Es gab einen Aufruf, da für das 3 Monate alte Baby Helene dringend ein Knochenmarkspender gesucht wird.
Wer dazu einen Artikel lesen möchte, den gibt´s hier.

Eigentlich hatte ich es schon eine ganze Weile vor, mich mal typisieren zu lassen, aber entweder fanden solche Aktionen zu weit weg statt oder ich habe es erst hinterher mitbekommen. Und da es nun auch meine alte Schule war, an der die Aktion stattfand, habe ich die Gelegenheit ergriffen.

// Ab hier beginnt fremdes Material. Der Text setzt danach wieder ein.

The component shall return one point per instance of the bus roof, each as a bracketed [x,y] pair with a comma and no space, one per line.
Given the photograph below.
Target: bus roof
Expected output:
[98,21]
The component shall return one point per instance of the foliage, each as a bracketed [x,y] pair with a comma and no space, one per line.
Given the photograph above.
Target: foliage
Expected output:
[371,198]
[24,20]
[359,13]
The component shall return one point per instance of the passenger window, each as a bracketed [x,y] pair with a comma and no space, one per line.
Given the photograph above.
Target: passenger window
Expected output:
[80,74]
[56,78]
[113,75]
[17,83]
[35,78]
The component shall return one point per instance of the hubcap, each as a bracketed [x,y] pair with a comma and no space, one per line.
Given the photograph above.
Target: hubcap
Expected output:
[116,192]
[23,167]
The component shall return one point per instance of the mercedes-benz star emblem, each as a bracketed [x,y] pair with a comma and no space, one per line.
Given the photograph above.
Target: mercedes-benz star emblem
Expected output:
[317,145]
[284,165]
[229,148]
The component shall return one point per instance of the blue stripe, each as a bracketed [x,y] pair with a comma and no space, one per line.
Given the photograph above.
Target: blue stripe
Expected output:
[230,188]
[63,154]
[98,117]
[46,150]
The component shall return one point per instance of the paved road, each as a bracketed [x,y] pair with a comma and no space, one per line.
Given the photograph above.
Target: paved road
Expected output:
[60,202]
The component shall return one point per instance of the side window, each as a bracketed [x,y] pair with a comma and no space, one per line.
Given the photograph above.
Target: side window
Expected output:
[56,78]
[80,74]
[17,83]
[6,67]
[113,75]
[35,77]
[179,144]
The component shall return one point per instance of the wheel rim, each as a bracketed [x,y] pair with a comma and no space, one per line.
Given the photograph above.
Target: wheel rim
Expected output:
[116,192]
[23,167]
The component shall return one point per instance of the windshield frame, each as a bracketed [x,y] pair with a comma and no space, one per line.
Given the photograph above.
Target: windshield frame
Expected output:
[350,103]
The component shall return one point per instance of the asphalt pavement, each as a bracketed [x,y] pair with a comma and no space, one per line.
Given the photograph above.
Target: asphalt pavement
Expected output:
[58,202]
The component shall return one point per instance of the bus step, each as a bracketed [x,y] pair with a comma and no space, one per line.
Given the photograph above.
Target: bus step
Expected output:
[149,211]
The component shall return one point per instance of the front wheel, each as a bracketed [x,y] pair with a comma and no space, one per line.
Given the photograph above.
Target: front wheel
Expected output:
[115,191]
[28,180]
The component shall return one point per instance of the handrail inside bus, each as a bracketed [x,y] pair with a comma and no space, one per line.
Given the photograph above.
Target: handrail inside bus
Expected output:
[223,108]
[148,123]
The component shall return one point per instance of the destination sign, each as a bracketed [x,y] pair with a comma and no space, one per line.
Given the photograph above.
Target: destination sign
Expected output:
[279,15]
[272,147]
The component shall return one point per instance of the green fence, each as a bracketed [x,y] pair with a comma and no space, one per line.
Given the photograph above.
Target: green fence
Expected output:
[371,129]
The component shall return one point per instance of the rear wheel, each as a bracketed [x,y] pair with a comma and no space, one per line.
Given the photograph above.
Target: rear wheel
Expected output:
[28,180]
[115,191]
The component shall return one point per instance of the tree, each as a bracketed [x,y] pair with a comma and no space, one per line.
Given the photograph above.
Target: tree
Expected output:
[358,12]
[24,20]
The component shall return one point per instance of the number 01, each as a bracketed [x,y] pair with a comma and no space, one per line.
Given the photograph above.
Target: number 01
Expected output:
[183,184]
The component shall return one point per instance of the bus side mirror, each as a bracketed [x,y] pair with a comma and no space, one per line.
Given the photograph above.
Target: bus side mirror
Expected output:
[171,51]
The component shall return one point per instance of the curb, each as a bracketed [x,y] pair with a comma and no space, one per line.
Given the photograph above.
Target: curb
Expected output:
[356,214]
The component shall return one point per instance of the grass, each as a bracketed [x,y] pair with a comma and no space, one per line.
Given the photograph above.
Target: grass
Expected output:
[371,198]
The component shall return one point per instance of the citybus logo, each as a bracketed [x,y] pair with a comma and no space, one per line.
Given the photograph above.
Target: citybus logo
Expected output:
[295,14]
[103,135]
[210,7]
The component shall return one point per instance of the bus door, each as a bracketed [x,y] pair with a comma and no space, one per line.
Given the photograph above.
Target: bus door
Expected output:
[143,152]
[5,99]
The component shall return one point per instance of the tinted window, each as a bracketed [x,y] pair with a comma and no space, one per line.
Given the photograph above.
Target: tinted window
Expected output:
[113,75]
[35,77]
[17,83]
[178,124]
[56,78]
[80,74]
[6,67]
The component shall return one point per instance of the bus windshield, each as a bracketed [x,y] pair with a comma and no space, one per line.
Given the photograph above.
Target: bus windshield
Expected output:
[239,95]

Wenn es mir oder einem meiner Angehörigen schlecht ginge, wäre ich ja schließlich auch glücklich, wenn es jemanden gäbe, der hilft.

Weitere Informationen zum Thema "Knochenmarkspende" gibt es hier.

1 Kommentar:

Melanie von der Patchburg hat gesagt…

Liebe Ines,

ich finde es gut, dass ihr euch habt typisieren lassen. Mein Mann und ich haben das vor fast zehn Jahren auch machen lassen.
Für die Betroffenen ist es leider ja immer eine Suche nach der berühmten Nadel im Heuhaufen.